The post-mortem study of Card’s brain aligned with previous studies on the effects of blast injury in humans and experimental models, according to Anne McKee, director of Boston University’s CTE Center. “While I cannot say with certainty that these pathological findings underlie Mr. Card’s behavioral changes in the last 10 months of life,” McKee said, “based on our previous work, brain injury likely played a role in his symptoms.”

The issue extends well beyond Card. In 2020, the Department of Defense provided treatment for traumatic brain injuries over 210,000 times. The letter also cites a New York Times investigation from the fall, which found troops who had bombarded the Islamic State with large numbers of artillery rounds in 2016 and 2017 had nightmares, hallucinations, panic attacks and suicidal ideation, among other symptoms. 

Further, the reporting concluded that firing a high number of rounds “could result in the artillery community suffering injuries faster than combat replacements can be trained to replace them.”

The letter comes after a February meeting of the Senate Armed Services Personnel Subcommittee, during which lawmakers raised concerns about uncertainty over the department’s strategy to address the problem. The Department of Defense has spent nearly $3 billion on traumatic brain injury research since the 2020 fiscal year, according to the members of Congress, however “major gaps remain in turning this research into action to better protect service members’ brain health.” 

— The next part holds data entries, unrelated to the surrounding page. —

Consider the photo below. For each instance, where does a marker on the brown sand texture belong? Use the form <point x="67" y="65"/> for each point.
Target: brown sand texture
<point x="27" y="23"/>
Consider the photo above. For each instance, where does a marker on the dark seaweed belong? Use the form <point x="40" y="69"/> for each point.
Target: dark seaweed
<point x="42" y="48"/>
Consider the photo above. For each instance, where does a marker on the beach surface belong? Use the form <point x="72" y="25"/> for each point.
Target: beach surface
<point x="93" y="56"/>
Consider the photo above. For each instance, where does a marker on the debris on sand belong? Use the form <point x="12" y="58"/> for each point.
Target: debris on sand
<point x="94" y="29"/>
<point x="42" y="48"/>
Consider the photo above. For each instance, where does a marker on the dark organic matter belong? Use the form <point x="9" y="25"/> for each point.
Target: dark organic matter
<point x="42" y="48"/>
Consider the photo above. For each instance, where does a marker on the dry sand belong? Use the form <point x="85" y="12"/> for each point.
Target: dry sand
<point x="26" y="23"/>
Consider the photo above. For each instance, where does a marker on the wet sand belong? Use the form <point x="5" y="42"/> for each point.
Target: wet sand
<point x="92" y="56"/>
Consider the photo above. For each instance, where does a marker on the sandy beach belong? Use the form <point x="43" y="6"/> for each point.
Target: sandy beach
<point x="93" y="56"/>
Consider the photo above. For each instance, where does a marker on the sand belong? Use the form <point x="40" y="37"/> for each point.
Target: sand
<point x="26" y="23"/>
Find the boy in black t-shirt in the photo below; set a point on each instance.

The department is expecting results from an analysis and lessons learned on blast monitoring to be completed in September, but the lawmakers urged more immediate action in their letter, also calling for a reassessment of the department’s list of most at-risk military occupational specialties to blast exposure and better protections from retaliation for service members seeking care for blast-related injuries.